Der Stil dieser Bilder aus den 1920er-Jahren folgt der "Neuen Sachlichkeit", wie sie 1925 auf der großen Ausstellung in Mannheim vorgestellt wurde. Das ist deshalb bemerkenswert, weil Schrimpf sich zunächst als Expressionist versuchte. In seinen Darstellungen einer Frau mit Kind aus den Jahren 1918/1919 verwendet er leuchtendes Blau, Rot und Gelb für die Darstellung von Gewändern und Innenräumen. Der "Besuch beim Kind" ist die Verarbeitung einer traumatischen Lebensstation: Seine erste Ehefrau starb im Kindbett - die an eine Madonna erinnernde Mutter hat deshalb bleiche Hände, mit der sie das Neugeborene umfängt. Schrimpf hat in diesen Jahren auch Veröffentlichungen von Graf illustriert, die in Lesevitrinen gezeigt werden.

Der zweite Teil der Ausstellung widmet sich den Landschaftsbildern Schrimpfs, in denen er völlig auf Menschen und Tiere verzichtet. Es sind Idealbilder aus Oberbayern wie etwa der Blick auf den Staffelsee: Verträumt liegen dunkle Wälder und Wiesen unter einem hellen Himmel, dessen Blau und Rosa sich auf der Wasserfläche spiegeln.
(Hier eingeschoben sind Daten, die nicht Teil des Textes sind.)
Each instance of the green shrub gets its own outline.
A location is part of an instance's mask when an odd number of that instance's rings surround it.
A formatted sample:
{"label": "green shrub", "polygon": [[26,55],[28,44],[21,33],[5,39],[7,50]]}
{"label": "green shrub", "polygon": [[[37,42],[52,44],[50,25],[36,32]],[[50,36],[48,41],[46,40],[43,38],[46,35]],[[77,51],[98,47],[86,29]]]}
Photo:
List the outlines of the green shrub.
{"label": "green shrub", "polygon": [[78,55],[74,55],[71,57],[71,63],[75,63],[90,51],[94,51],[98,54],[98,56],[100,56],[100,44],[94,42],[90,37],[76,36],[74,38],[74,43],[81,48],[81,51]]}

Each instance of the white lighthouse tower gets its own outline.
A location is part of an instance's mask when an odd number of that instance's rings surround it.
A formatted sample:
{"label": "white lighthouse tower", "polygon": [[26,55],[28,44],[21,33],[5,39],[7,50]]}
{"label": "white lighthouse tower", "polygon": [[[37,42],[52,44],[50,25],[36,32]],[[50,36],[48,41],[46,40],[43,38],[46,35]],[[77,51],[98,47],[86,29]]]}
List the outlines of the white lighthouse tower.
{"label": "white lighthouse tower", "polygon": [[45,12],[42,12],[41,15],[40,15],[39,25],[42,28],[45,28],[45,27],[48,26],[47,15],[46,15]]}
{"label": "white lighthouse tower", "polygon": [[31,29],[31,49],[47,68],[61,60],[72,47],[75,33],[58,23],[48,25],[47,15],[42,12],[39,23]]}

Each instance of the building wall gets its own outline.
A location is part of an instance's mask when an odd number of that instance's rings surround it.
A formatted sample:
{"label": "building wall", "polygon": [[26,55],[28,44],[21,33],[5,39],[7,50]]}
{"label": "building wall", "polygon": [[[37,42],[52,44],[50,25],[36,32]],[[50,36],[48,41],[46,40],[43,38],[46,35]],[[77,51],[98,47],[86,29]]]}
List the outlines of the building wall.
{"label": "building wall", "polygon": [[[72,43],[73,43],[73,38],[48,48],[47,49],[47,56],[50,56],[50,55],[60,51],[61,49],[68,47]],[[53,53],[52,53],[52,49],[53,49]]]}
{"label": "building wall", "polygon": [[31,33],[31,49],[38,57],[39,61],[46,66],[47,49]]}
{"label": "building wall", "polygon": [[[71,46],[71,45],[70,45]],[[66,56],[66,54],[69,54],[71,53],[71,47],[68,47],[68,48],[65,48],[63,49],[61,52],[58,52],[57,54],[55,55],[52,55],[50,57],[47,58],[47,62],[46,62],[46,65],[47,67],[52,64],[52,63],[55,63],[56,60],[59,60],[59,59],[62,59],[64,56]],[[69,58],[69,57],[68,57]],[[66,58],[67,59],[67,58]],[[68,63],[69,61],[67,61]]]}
Schrimpf hat für solche Werke im Freien skizziert, die Landschaften aber vor allem in seinem Bild-Gedächtnis gespeichert und dann im Atelier zu einem Idealbild komponiert - selbst ab 1933, als er in Berlin zum außerordentlichen Professor an der Staatlichen Kunstschule ernannt wird. Biografisch trennen sich hier die Wege von Graf und Schrimpf: Der Schriftsteller verlässt die Heimat (er stirbt 1967 in New York), der Maler versucht, sich im nationalsozialistischen Deutschland durchzulavieren und seine Familie zu ernähren. 1934 werden Werke Schrimpfs im Deutschen Pavillon der XIX. Biennale in Venedig ausgestellt, 1937 wird ein Bild kurzzeitig als sogenannte "Entartete Kunst" in den Münchner Hofarkaden gezeigt, aber nach einer Intervention von Rudolf Heß wieder aus der Schau entfernt. Für das Arbeitszimmer von Heß in der Berliner Wilhelmstraße soll Schrimpf deutsche Landstriche malen, die offensichtlich in eine Wandvertäfelung eingefügt wurden - ein schmales Hochformat aus der Stiftung Gunzenhauser sind in der Ausstellung zu sehen.

Für Schrimpf werden diese menschenleeren Landschaften offensichtlich so etwas wie ein innerer Rückzugsort in schwierigen Zeiten. So wie Graf 1940 in New York (zunächst auf Englisch) "Das Leben meiner Mutter" veröffentlicht und damit einer untergegangenen Welt ein Denkmal setzt, so malt Schrimpf Bilder seines "inneren Exils". Er stirbt am 19. April 1938 in Berlin. Die Ausstellung ermöglicht nun die Wiederentdeckung eines Künstlers, dessen Werk auch vor Augen stellt, wie konzeptlos und willkürlich die Kulturpolitik der Nationalsozialisten war.

Bis zum 3. November im Schlossmuseum Murnau, geöffnet Dienstag bis Sonntag 10 bis 17 Uhr.